La Cour d’appel de Montpellier ayant fait droit aux demandes du salarié, le club employeur s’est pourvu en cassation en faisant valoir que tout club de rugby professionnel ne s’attache les services de joueurs professionnels que pour la durée d’une ou plusieurs saisons sportives, de sorte que ce type de contrat est nécessairement un « CDD d’usage ».
L’employeur invoquait ainsi l’usage, il est vrai constant dans le sport professionnel, de recourir au CDD pour le recrutement des joueurs.
Rappelons que l’article L. 1242-2 du Code du travail mentionne, au nombre des cas de recours au CDD, les « emplois pour lesquels, dans certains secteurs (…), il est d’usage constant de ne pas recourir au contrat de travail à durée indéterminée ».
L’article D. 1242-1 du même code vise expressément, dans la liste des secteurs d’activités concernés…le sport professionnel.
- La position de la Cour de cassation
Pour autant, la Cour de cassation rejette le pourvoi du club employeur en retenant que :
« l’employeur se bornait à affirmer qu’il était d’usage de ne pas recourir au contrat à durée indéterminée dans le secteur du sport professionnel et ne produisait aux débats aucun élément concret et précis de nature à établir que le salarié exerçait un emploi par nature temporaire, la cour d’appel a pu en déduire que la requalification de la relation de travail en contrat à durée indéterminée devait être prononcée »
La Cour fait ainsi une application stricte des dispositions du Code du travail, dont il convient de rappeler que l’article L. 1242-1 pose le principe cardinal selon lequel :
« Un contrat de travail à durée déterminée, quel que soit son motif, ne peut avoir ni pour objet ni pour effet de pourvoir durablement un emploi lié à l’activité normale et permanente de l’entreprise. »
Or, force est de reconnaître qu’il y a une part d’artifice à considérer que l’emploi d’un joueur professionnel ne serait pas lié à l’activité normale et permanente de son club employeur !
La solution n’est pas nouvelle et a déjà été rendue en 2014 au sujet d’un entraîneur d’un club de football professionnel, durablement employé par recours à des CCD d’usage successifs. (Cass. soc. 17 déc. 2014, n°13-23176)
- Portée de la décision
Il est donc aujourd’hui acquis que, même dans les secteurs d’activité dans lesquels il est d’usage de recourir au CDD, l’employeur doit, en cas de litige, démontrer que l’emploi est par nature temporaire et ne peut se contenter d’invoquer l’existence d’un usage.
Cette décision, rendue en matière de sport professionnel, a en réalité une portée générale et doit alerter tout employeur recourant au CDD dit d’« usage ».

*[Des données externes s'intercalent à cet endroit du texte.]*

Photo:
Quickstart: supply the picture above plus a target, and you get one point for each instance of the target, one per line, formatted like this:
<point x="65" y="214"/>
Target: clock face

Soulignons enfin que, dans le domaine du sport professionnel, la loi n°2015-1541 du 27 novembre 2015 a sécurisé ces situations en instituant un CDD spécifique aux sportifs professionnels et entraîneurs, et en imposant le recours impératif à ce CDD spécifique, sans dérogation conventionnelle possible.
Les spécificités de ce « CDD sportif » ont trait, notamment, à la durée du contrat (article L. 222-2-4 du Code du sport), à son formalisme (article L. 222-2-5 du Code du sport) et à la reconnaissance du pouvoir des fédérations sportives ou ligues professionnelles de prévoir une procédure d’homologation du contrat de travail (article L. 222-2-6 du Code du sport).